Thanks, I have fixed this problem by upgrading the locally installed CUDA version to 11.6 .

So, the cause is as you said, the Triton backend uses the CUDA installed locally instead of the CUDA of conda.

1 Like

After a quick sync with @malfet he correctly pointed out that the check seems to fail in Triton directly here (not PyTorch as I’ve previously indicated).
Based on the code your locally installed CUDA 11.4 should work, so I’ll try to reproduce the issue.

I still cannot reproduce the issue using a docker container with CUDA 11.4 and the latest PyTorch nightly release using the CUDA 11.6 runtime:

root@1a038fc7e498:/workspace/src# python -c "import torch; print(torch.__version__); print(torch.version.cuda)"
2.0.0.dev20221209
11.6
root@1a038fc7e498:/workspace/src# nvcc --version
nvcc: NVIDIA (R) Cuda compiler driver
Copyright (c) 2005-2021 NVIDIA Corporation
Built on Wed_Jun__2_19:15:15_PDT_2021
Cuda compilation tools, release 11.4, V11.4.48
Build cuda_11.4.r11.4/compiler.30033411_0
root@1a038fc7e498:/workspace/src# ptxas --version
ptxas: NVIDIA (R) Ptx optimizing assembler
Copyright (c) 2005-2021 NVIDIA Corporation
Built on Wed_Jun__2_19:14:30_PDT_2021
Cuda compilation tools, release 11.4, V11.4.48
Build cuda_11.4.r11.4/compiler.30033411_0

Output:

root@1a038fc7e498:/workspace/src# python tmp.py 
/opt/conda/lib/python3.8/site-packages/torch/_dynamo/eval_frame.py:366: UserWarning: TensorFloat32 tensor cores for float32 matrix multiplication available but not enabled.Consider setting `torch.set_float32_matmul_precision('high')`
  warnings.warn(
tensor([[0.0000, 0.6264, 0.2043, 0.0000, 0.1676, 0.0000, 0.6097, 0.1066, 0.8841,
         0.0784],
        [0.0019, 0.0000, 0.0000, 0.0000, 0.3927, 0.0000, 0.0111, 0.2716, 0.6420,
         0.1461],
        [0.0000, 0.0267, 0.4337, 0.2366, 0.6798, 0.0000, 0.0865, 0.5707, 1.7802,
         0.0000],
        [0.0000, 0.0000, 0.0727, 0.0000, 0.0799, 0.0000, 0.0000, 0.0000, 0.0000,
         0.3500],
        [0.0000, 0.2702, 0.1387, 0.0000, 0.0000, 0.0000, 0.0000, 0.0000, 0.0000,
         0.7817],
        [0.0000, 0.5054, 0.3315, 1.0923, 0.0000, 0.0000, 0.0000, 0.0000, 0.0000,
         0.0000],
        [0.0000, 0.1780, 0.0540, 0.9178, 0.0000, 0.9666, 0.0000, 0.2082, 0.0000,
         1.1234],
        [0.0000, 0.0000, 0.2635, 0.2844, 0.2909, 0.2796, 0.0658, 0.0000, 0.0000,
         0.0000],
        [0.3576, 0.0000, 0.6487, 0.0000, 0.0000, 0.0000, 0.0000, 0.0000, 0.3771,
         0.1077],
        [0.1274, 0.8099, 0.0000, 0.9640, 0.0289, 0.4793, 0.9060, -0.0000, 0.1720,
         -0.0000]], grad_fn=<CompiledFunctionBackward>)
/opt/conda/lib/python3.8/site-packages/torch/_dynamo/eval_frame.py:366: UserWarning: TensorFloat32 tensor cores for float32 matrix multiplication available but not enabled.Consider setting `torch.set_float32_matmul_precision('high')`
  warnings.warn(
eager: 1.9353865966796875
compile: 6.1589453125

so also your setup should work assuming your locally installed CUDA 11.4 is used.
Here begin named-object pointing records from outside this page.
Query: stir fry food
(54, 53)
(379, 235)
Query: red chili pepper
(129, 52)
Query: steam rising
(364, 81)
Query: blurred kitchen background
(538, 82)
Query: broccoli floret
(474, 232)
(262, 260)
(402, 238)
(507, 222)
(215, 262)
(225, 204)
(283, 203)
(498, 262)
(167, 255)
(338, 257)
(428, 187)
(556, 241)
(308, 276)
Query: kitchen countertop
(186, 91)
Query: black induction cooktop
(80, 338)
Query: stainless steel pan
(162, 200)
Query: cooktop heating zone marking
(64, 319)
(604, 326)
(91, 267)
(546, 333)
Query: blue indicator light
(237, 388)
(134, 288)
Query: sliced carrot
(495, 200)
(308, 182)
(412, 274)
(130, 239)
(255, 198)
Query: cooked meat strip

Just confirming that I face the same issue.

I have CUDA 11.7 installed via conda, with torch==2.0.0.dev20221225+cu117, but CUDA 11.1 linked outside of conda (and indeed nvcc uses this version). This issue is resolved by installing CUDA 11.7 outside of conda.

1 Like

I also have the same issue on GCP’s Vertex AI (in this case, with CUDA 11.6).

I faced this issue.

I resolved it after installing CUDA 12.0, here:

Looks like CUDA is now open source, so the process was considerably less painful on a cloud machine than it’s ever been.
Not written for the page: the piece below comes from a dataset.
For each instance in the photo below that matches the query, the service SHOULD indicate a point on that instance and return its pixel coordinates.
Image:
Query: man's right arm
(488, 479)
I’m facing the same issue, but just with the cuda 11.7 version. Unfortunately, i do not have rights to upgrade the local CUDA installation outside conda. Has anyone found another solution to this issue?

1 Like

Installing
conda install -c "nvidia/label/cuda-11.7.0" cuda-nvcc
seems to work for me. (also probably works for all 11.X and 12.0)
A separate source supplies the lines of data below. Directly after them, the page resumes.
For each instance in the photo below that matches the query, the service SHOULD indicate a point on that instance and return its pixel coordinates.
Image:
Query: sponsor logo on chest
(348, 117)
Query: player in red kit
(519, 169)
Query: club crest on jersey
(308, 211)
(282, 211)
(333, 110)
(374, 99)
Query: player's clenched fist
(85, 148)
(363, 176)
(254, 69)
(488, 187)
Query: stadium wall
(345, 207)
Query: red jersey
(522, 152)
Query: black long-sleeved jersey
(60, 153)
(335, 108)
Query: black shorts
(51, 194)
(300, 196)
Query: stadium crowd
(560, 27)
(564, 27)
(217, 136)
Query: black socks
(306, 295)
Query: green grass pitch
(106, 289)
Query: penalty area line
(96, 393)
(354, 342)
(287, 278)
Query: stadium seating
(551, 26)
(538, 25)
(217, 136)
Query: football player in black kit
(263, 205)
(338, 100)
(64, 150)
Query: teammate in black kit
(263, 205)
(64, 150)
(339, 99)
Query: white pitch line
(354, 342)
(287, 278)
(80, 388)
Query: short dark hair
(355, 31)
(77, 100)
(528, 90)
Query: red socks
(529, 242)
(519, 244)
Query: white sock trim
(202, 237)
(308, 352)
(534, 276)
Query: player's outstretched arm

@TheDudeJohan Did you try the above?

1 Like

I am using paperspace. I can’t use conda install -c “nvidia/label/cuda-11.7.0” cuda-nvcc to solve the problem.


This problem is Pytorch or any Meta frameworks and libraries have so relied on open source, and when the open source library breaks, everything breaks.

Reproduced Issue in Colab:
(Google Colab)
Any suggestions?

@JonathanSum - I m also facing exact same issue on Colab.
image

I don’t think we will have anyone come here to help us out. We should let the Triton team knows. Can you pin them, so they can come here?